A grid dispatch network answers to a different clock than an office network: a relay-protection packet that arrives late is operationally the same as one that never arrived, and the security regulation that governs it will not accept a flat network as an answer. We design the IP backbone that carries dispatch automation, comprehensive data and video on one physically hard-sliced infrastructure — SRv6 with FlexE hard pipes keeping each plane isolated on shared fibre, dual-plane reliability so a single failure cannot take down both, and sub-millisecond protection switching where relay traffic needs it. This is the grid's own production and dispatch backbone — distinct from the utility's office campus network (see Energy & Utility Campus Network): that page covers the workplace, this one covers the wires that keep the grid itself coordinated. Sized honestly for a municipal grid, a provincial grid or a cross-provincial backbone.
Four realities we design around on every grid backbone project:
One backbone, several hard-isolated planes, and a protection-switching budget measured in milliseconds:
Architecture drawn by AtlasCommTech following carrier-grade design practice. Diagram labels are kept in English for engineering clarity.

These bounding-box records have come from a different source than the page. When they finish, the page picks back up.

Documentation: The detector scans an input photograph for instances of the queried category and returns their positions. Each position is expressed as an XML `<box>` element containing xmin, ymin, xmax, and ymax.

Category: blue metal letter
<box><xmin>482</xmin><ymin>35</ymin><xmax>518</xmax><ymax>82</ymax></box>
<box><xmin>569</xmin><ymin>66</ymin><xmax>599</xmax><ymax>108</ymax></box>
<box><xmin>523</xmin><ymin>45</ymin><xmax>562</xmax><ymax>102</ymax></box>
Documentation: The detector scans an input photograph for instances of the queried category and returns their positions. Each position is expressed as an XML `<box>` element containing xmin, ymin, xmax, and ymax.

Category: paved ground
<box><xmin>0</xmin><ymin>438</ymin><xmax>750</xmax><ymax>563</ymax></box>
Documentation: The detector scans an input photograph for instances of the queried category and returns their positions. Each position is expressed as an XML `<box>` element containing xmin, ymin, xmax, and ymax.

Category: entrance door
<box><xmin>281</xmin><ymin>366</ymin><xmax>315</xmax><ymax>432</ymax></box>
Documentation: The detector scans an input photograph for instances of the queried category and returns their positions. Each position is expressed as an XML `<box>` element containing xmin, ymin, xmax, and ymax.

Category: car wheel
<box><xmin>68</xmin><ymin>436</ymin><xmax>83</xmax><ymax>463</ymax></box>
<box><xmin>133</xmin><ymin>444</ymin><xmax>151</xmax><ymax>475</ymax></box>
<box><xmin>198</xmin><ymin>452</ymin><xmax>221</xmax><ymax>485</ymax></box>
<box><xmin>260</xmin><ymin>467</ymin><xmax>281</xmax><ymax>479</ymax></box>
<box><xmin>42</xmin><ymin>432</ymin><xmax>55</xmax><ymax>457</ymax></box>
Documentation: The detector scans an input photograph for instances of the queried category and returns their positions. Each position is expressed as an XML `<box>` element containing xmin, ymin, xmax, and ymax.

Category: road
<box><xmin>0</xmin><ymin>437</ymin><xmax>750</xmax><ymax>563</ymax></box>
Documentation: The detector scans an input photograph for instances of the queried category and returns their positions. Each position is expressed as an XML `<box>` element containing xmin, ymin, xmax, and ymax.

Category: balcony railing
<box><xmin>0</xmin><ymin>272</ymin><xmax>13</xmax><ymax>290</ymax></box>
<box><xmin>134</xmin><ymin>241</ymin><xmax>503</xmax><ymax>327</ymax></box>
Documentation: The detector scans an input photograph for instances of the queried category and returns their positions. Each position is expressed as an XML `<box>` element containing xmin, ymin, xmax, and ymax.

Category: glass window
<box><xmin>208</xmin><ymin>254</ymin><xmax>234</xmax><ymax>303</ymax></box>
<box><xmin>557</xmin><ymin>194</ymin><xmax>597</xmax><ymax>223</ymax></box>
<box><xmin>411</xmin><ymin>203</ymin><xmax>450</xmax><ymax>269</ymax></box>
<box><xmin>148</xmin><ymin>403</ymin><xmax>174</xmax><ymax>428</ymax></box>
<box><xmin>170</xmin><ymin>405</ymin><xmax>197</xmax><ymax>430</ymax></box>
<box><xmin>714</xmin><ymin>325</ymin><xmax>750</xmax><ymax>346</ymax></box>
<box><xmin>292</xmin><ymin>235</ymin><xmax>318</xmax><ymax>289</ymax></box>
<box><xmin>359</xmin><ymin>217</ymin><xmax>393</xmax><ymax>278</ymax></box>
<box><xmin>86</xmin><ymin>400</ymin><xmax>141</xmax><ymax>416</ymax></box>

Why us: our founder spent 13 years inside the Huawei partner ecosystem delivering carrier networks — the same SRv6 and hard-slicing design discipline a dispatch backbone needs, not adapted from an office template. Our own Atlas industrial switches are built for exactly this substation yard: rated for roughly −40 to +85 °C, DIN-rail mounted and hardened to IEC 61850-3 class immunity — a solid fit for substation access, while the backbone routing core stays open to whichever brand suits your regulator, your budget and your team.
The solution is sized to your requirements and budget first — the same architecture can be delivered on several vendors' product lines. We help you choose by supply availability in your destination country, budget and your team's operating habits.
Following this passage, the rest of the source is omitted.